噴水公園の周りにいるプレイヤー達には、仲間と会うのに、ここを集合場所にしている者が多い。そしてここに来る途中に、" 時雨 " という、見たことの無い剣を装備した兵隊達が、真面目に部隊演習を街の中で行っているのを、横目で見ながらここまでやって来た人も数多く居たのだ。
話し声が聞こえる。ルチにも、ルチの正面に居るラヴィにも。
「ゲリラ戦の演習だって」
「さっき角を曲がったらまた居たし、凄え真面目にやってたよ。でもあれで給料貰えるんだって」
「ふ〜ん、俺、時間が無いからなぁ。真面目にクエストやってコツコツ貯めるよ」
ローブの下から黄色い目が見えた。通り過ぎた2人のプレイヤーの後ろにさりげなくついて行ったルチ。

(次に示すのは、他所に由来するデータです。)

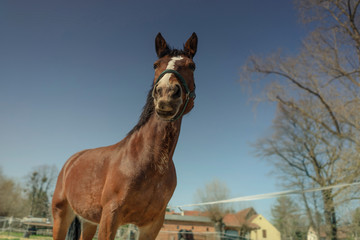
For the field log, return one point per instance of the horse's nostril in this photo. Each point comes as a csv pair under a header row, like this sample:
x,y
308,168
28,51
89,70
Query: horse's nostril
x,y
177,92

噴水広場で話す人々の会話の端々に、兵隊が集まって来ているような話題が出て来て、そちらに気を取られていたラヴィが " はっ " っと気がつくと、目の前からルチの姿が消えていた。
さっき通り過ぎた2人のプレイヤーの後ろの影に紛れて噴水広場に向かうルチをすぐに見つけることは出来たが、目の前に居ても分からなくなる程の隠密能力を見せつけられて、ラヴィはなんとも言えない不安に囚われる。

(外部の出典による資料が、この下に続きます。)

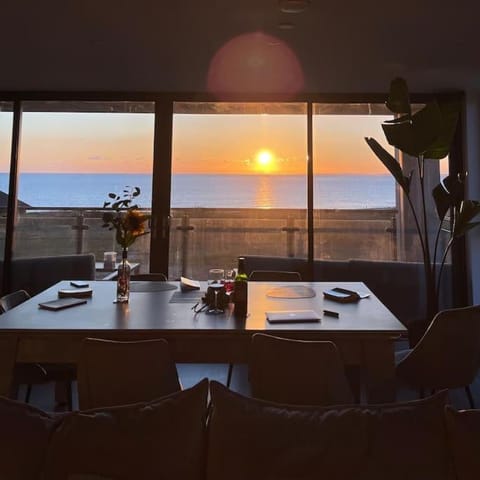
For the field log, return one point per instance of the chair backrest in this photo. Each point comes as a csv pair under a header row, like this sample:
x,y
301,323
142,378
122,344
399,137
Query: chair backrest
x,y
11,300
448,354
297,372
274,276
149,277
117,373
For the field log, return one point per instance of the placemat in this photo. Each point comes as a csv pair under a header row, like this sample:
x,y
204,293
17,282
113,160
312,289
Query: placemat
x,y
291,291
187,297
139,286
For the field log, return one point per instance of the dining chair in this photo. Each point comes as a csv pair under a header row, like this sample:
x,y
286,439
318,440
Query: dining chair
x,y
267,276
274,276
24,373
149,277
116,373
448,354
35,373
297,371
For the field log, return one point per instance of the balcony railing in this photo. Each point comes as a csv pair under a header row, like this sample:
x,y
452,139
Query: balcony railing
x,y
205,237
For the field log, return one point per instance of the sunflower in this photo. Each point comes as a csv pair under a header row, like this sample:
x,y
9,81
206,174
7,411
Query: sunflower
x,y
126,219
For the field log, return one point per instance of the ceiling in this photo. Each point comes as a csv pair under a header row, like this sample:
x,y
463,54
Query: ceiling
x,y
154,45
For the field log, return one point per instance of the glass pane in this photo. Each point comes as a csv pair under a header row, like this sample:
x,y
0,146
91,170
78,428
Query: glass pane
x,y
72,155
238,185
363,220
354,195
6,120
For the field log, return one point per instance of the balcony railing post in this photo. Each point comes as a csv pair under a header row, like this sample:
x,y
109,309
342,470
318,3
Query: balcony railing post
x,y
79,227
184,228
290,229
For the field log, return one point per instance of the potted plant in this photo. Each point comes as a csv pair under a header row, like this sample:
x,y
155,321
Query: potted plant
x,y
427,136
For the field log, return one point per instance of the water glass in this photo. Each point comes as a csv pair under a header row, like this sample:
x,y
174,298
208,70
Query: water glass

(やべぇ、俺の能力が低いとは思えない……つーか、ゴブリンの能力が半端なく高いって事を知らなかった。いや、こいつだけなのか? 街に潜入する役目を受けるぐらいだから、ゴブリンの中でも特別なクラスかもしれない)
ラヴィの不安は的中していた。それは取り囲む状況においても、彼自身においてもだ。兵隊が迫っている事に気づいたルチが、路地から離れると嫌な臭いが薄くなった事に気がついた。そして、今まで感じなかった視線が路地の方から自分に向けられているのに気づく。

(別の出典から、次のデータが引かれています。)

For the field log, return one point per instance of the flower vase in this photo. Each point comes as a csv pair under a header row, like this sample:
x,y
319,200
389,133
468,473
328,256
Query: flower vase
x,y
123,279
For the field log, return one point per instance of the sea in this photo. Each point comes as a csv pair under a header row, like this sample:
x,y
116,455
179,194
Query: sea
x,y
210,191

気持ち悪い臭いに絡みつく視線。歩きながら、最大限の感覚を背後に向ける……
(動いた……俺を見ていた何かが足音を忍ばせて俺について来ている)
ルチは振り返ることはしない。あとほんの少し歩けば人混みで溢れる噴水広場の中心部だ。街灯の明かりが太陽の代わりの今なら、影が多い。影に紛れて俺をつける奴を暴いてやる。馬鹿な奴だ、姿は見えないけれど、プンプン嫌な臭いをさせているんだからな……
ルチの後ろに歩く人の姿が重なった。次の瞬間、ローブを被ったルチの姿が消えていた。
(やべっ、見失った! 全然分からなかった。不味い、多分俺の事がバレてる)
《スワンっ、緊急事態だ。ゴブリンが噴水広場の人混みに紛れて姿を消した》
《何か起きたのか? ラヴィちゃん》
《俺の事がバレたっぽい、敵ながら見事過ぎるよ。スワンの言った通り、暗くなったら動き始めた。どこに居るのか分からない、ローブを被った背の低い奴としか言えないし》
《わかった、リュークには連絡を入れる。ラヴィちゃんは引き続き、ゴブリンを探してくれ。気をつけてなっ》
《了解。しかし、広場の人達が邪魔だよ……はっきり言って全然わからない。街の人の会話でリューク達の部隊の事も多分バレてる》
スワンに連絡を入れると、ラヴィは遠巻きに噴水広場を見回した。人混みの中に入り込めば、周りから見えないラヴィにぶつかる人が続出するだろうから。
小さな体と素早い動きで、人々の影の間をすり抜けていくルチ。臭う奴は巻けたみたいだが、この場所に兵隊が向かって来ているのは間違いない。周りの馬鹿ドモがベラベラ喋るもんだから、奴らの行動が筒抜けだった。
(もうやるしか無い。幸い噴水から延びる階段も、間接照明で照らされているだけで影が多い。やるなら今しか無い)
ゴブリンのルチは噴水を取り囲む池に架かる橋を渡って行った。
その途端に、けたたましい叫び声がラヴィの頭の中に響いて来たのだった。